Conclusion


"Juan discovered his running ability in the seventh grade. He broke cross-country records while attending LaSalle Academy and was awarded a track scholarship to Fordham University. Freddy and Jose earned entrance to all-scholarship Regis High through their performance on a very difficult entrance exam and in personal interviews. Both are now attending Amherst College.

When these and many other boys first knocked on Nativity’s door, they were indistinguishable from any other Hispanic boy of the Lower East side. Nativity offered them an opportunity to hope, to dream, to succeed. What each of them has done with this opportunity is his gift to Nativity" (Podsiadlo, 1993, 37).

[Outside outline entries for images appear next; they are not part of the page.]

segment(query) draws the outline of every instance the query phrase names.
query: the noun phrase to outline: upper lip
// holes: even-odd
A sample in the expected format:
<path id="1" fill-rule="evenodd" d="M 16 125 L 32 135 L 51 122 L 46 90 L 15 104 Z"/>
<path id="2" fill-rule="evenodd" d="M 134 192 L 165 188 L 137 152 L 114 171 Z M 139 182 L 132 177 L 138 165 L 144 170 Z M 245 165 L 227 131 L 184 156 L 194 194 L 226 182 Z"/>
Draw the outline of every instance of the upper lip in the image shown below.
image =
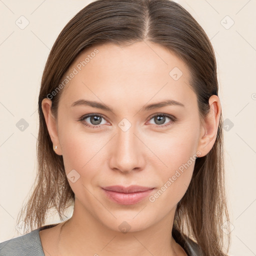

The emergence of Nativity/Mission schools is a response to the inequality and low quality of public school education available to many low income minority students. Nativity/Mission schools have vowed a strong commitment to provide these students with a higher standard of education. They have pledged to support students and families, not only academically but emotionally as well.

Nativity/Mission schools have served as a model for small groups interested in providing alternatives to public education in cities with a high concentration of low income minority children. Only recently have other groups of Jesuits realized the twenty-five year success of Nativity Mission School in Manhattan. Within the past 8 years, several other schools have modeled Nativity Mission School. The accomplishments of Nativity Mission School and the other schools that followed indicate that effective steps are being taken to level the playing field for the economically disadvantaged.